Découverte du corps de Steve Caniço à Nantes : "la Loire change de direction tous les jours", soulignent des experts

  • Cet article date de plus d'un an
  • Publié le 05 août 2019 à 21:10
  • Mis à jour le 17 mai 2021 à 19:48
  • Lecture : 4 min
  • Par : AFP France
Après la découverte à Nantes du corps de Steve Maia Caniço, et alors qu'une enquête est toujours en cours, des internautes ont jugé qu'il était impossible que le corps du jeune homme ait pu "remonter le courant", depuis l'endroit où il serait tombé dans la Loire, jusqu'au lieu où il a été retrouvé, à environ deux kilomètres en amont. Mais des experts interrogés par l'AFP soulignent que la Loire "change de direction tous les jours". 

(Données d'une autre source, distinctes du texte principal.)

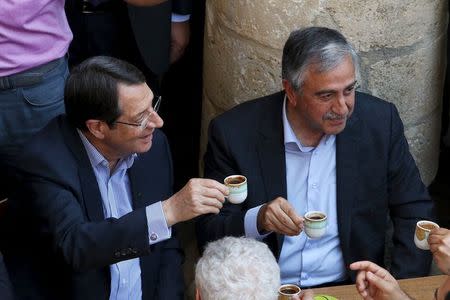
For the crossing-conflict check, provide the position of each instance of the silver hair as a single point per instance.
(237, 268)
(319, 46)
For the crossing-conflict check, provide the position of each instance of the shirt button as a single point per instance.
(153, 237)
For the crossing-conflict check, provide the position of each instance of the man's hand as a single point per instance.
(279, 216)
(199, 196)
(375, 283)
(179, 40)
(439, 240)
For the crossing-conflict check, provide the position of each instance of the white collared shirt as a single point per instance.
(311, 185)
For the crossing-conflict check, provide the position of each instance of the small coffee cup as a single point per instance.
(237, 185)
(288, 291)
(315, 224)
(423, 229)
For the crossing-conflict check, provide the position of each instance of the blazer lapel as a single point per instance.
(91, 199)
(271, 154)
(347, 154)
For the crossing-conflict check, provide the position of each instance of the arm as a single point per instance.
(408, 202)
(86, 244)
(170, 280)
(218, 164)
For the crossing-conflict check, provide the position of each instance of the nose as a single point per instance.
(340, 105)
(155, 120)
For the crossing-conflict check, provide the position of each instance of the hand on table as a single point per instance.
(279, 216)
(439, 240)
(199, 196)
(375, 283)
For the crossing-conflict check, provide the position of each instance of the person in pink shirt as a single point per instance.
(34, 38)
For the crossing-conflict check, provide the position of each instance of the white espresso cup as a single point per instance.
(237, 185)
(421, 233)
(315, 224)
(288, 291)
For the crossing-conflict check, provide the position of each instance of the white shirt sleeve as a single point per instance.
(158, 230)
(250, 224)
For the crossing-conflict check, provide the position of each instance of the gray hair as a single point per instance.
(322, 47)
(237, 268)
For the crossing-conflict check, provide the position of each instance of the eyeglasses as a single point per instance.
(143, 124)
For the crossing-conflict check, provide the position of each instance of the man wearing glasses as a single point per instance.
(97, 206)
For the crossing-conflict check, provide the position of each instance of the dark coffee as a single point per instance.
(427, 226)
(316, 217)
(289, 291)
(235, 180)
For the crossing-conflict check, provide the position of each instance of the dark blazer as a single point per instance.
(6, 290)
(67, 245)
(375, 173)
(138, 34)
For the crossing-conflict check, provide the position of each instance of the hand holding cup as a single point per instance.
(315, 224)
(237, 185)
(279, 216)
(423, 229)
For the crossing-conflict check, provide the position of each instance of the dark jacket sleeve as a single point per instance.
(219, 163)
(6, 290)
(409, 202)
(182, 7)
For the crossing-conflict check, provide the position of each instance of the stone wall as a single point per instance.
(401, 44)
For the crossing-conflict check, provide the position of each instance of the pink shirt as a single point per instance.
(32, 32)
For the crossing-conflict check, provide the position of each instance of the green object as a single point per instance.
(324, 297)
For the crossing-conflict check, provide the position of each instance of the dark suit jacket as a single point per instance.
(5, 285)
(375, 173)
(66, 245)
(140, 35)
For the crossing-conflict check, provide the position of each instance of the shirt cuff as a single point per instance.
(180, 18)
(250, 224)
(158, 230)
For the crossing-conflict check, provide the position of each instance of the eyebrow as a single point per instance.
(138, 115)
(334, 91)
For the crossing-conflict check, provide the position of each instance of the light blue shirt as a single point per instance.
(311, 185)
(117, 201)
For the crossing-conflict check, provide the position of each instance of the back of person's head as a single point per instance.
(237, 268)
(91, 90)
(321, 47)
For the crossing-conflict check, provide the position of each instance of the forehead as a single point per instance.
(338, 77)
(134, 99)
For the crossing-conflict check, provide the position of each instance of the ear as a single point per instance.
(290, 92)
(96, 128)
(197, 294)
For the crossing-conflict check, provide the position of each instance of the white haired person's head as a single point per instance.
(237, 268)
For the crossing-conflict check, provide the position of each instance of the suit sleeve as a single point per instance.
(182, 7)
(219, 163)
(409, 202)
(6, 290)
(85, 244)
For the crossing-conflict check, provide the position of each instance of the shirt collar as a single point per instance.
(96, 158)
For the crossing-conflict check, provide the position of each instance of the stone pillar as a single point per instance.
(401, 44)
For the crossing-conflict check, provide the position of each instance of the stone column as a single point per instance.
(401, 44)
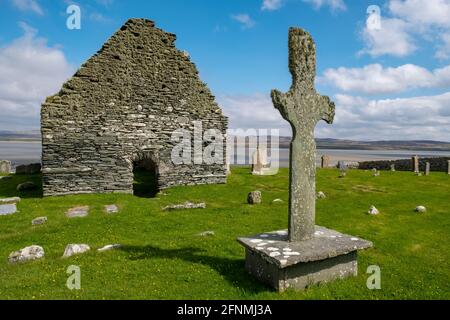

Steve Maia Caniço a disparu dans la nuit du 21 au 22 juin, alors qu'il assistait à un sound-system en bord de Loire, où des policiers étaient intervenus vers 4h30 du matin. Durant cette nuit, plusieurs personnes sont tombées dans le fleuve. Des participants ont raconté avoir été aveuglés par des gaz lacrymogènes.

Son corps a été retrouvé le 29 juillet dans la Loire à environ deux kilomètres en amont.

Les courants dans la Loire

Certaines personnes sur les réseaux sociaux ont jugé improbable l'hypothèse d'une dérive du corps entre le quai Wilson et la Grue jaune, où le corps a été retrouvé.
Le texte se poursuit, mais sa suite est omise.